Nevertheless, we believe that this study may be of value for clinical practice. First, the number of patients exposed to BIC/F/TAF within a few months in a single centre with a standardized documentation was large, exceeding those of RCTs in treatment-experienced patients. We have shown for the first time that prior intolerability for DTG was of limited predictive value. Very few of those who had discontinued DTG secondary to NPAEs went on to discontinue BIC/F/TAF and, equally, most patients developing NPAEs during BIC/F/ TAF had no reported tolerability problems with DTG, indicating a low cross-intolerance between the two agents. In addition, the large number of older patients treated with BIC/F/TAF adds further evidence to drug safety. In the RCTs on treatment-naive patients, for example, the number of patients older than 50 years who were exposed to BIC/F/TAF was below 100 [1,2]. Treatment-experienced patients enrolled in RCTs were somewhat older, but age rarely exceeded 60 years [3–5]. In all RCTs, no patient older than 74 years had been enrolled.

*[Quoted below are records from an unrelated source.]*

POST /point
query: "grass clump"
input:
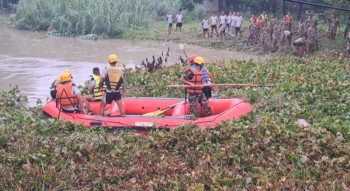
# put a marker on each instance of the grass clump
(265, 150)
(81, 17)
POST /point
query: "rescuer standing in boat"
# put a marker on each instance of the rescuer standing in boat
(68, 95)
(193, 77)
(114, 78)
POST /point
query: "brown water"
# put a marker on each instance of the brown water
(33, 60)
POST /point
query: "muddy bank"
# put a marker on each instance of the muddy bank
(33, 60)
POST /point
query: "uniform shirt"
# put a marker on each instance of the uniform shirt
(222, 19)
(92, 83)
(179, 18)
(205, 23)
(239, 21)
(169, 18)
(233, 21)
(229, 18)
(213, 20)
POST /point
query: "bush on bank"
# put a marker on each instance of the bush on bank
(264, 150)
(81, 17)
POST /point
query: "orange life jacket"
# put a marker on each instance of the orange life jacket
(208, 75)
(288, 18)
(65, 97)
(259, 22)
(197, 80)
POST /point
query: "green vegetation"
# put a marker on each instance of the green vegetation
(81, 17)
(265, 150)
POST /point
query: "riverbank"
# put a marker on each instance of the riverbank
(266, 150)
(192, 34)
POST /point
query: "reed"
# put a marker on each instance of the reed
(81, 17)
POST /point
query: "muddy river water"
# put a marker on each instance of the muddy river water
(33, 60)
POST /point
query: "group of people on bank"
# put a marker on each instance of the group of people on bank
(269, 33)
(105, 86)
(109, 85)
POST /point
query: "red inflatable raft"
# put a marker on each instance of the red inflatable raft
(222, 109)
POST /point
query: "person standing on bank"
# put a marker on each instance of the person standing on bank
(114, 78)
(178, 21)
(169, 18)
(214, 20)
(205, 26)
(193, 77)
(239, 23)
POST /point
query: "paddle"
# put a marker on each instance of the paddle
(235, 85)
(159, 112)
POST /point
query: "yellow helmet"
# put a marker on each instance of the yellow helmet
(66, 77)
(68, 71)
(199, 60)
(113, 58)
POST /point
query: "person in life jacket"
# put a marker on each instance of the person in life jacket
(94, 92)
(53, 89)
(193, 77)
(289, 19)
(114, 78)
(68, 97)
(208, 91)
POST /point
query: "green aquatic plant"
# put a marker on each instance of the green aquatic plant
(265, 150)
(85, 17)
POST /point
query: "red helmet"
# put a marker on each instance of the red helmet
(191, 58)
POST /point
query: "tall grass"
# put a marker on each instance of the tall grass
(81, 17)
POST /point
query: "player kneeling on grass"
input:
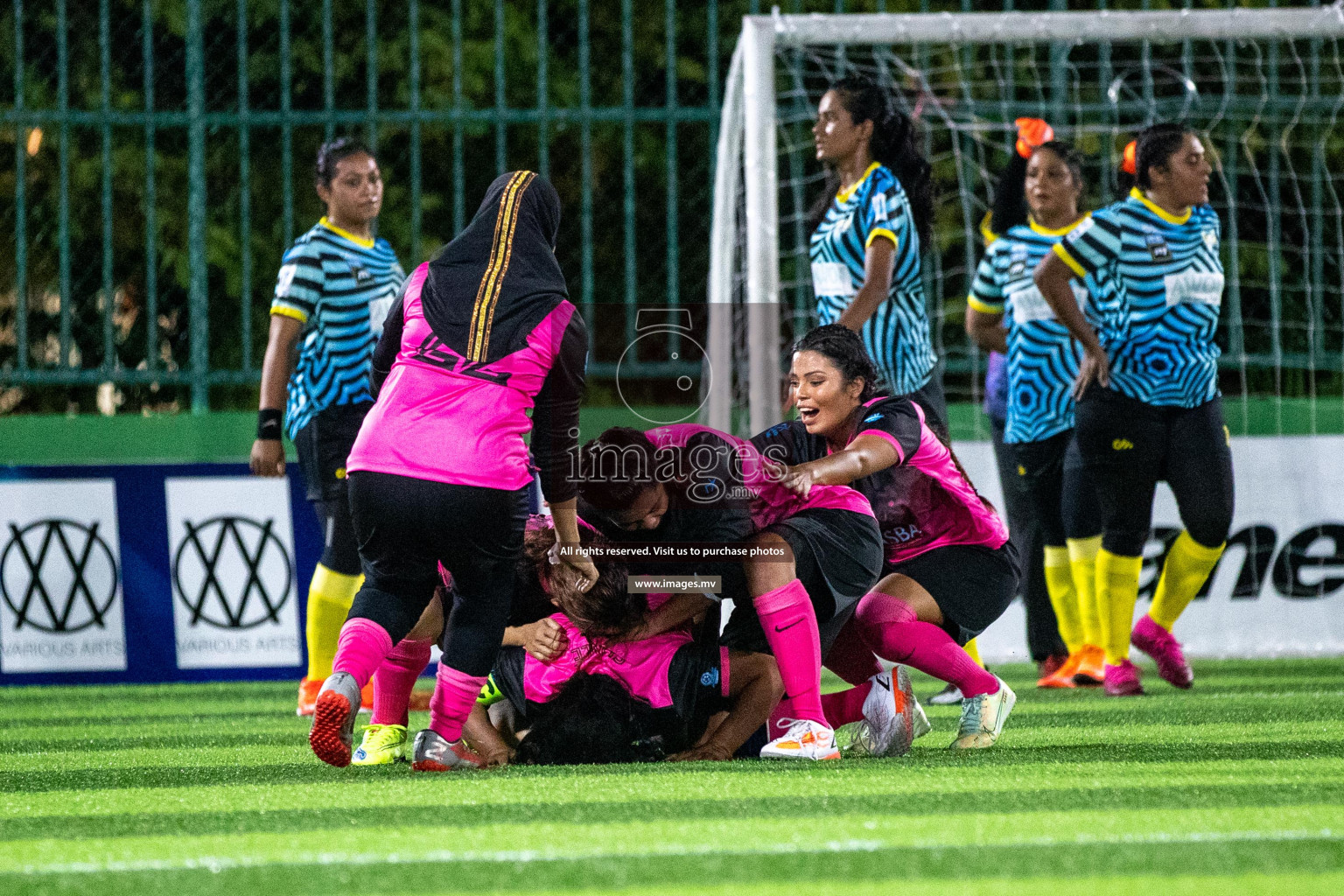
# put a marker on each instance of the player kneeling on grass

In our cohort, none of the 79 patients older than 65 years withdrew from BIC/F/TAF due to NPAEs, among them 29 were older than 75 years. These findings indicate good tolerability of BIC/F/TAF in the elderly.
In conclusion, NPAEs with BIC/F/TAF seen in routine clinical care are heterogeneous, usually mild to moderate and rarely necessitate drug withdrawal, but could require drug discontinuation more frequently than expected from RCTs. Rates during the first 6 months were comparable with DTG-containing regimens, which have now exceeded 10% after 5 years of exposure in our centre. Prior intolerability for DTG was of limited predictive value, indicating low cross-intolerance between both INSTIs. Predisposing factors such as a pre-existing depression but also physician's awareness may have an impact on tolerability and continuance. Given the still unknown mechanisms underlying INSTI-related NPAEs, these side effects deserve further research.
Footnotes
CH has served as an advisor or speaker for AbbVie, Eusa Pharm, Gilead Sciences, Janssen Cilag, NSD, TAD and ViiV Healthcare. SF has served as an advisor for Gilead Sciences and ViiV Healthcare. HJS has served as an advisor or speaker for Gilead Sciences, Janssen Cilag, MSD and Teva. SH has received travel grants or has served as an advisor for Gilead Sciences, Janssen-Cilag and ViiV Healthcare. MS has served as an advisor or speaker for AbbVie, Gilead Sciences, Janssen Cilag and ViiV Healthcare. KS has served as an advisor or speaker for Gilead Sciences, AbbVie, MSD, Janssen Cilag, Hexal and ViiV Healthcare. TB has served as an advisor or speaker for AbbVie, Gilead Sciences, Janssen Cilag and ViiV Healthcare. AA declares no competing interests. The ICH has been awarded with grants for clinical research from AbbVie, Eusa Pharm, Gilead Sciences, Janssen Cilag, MSD and ViiV Healthcare.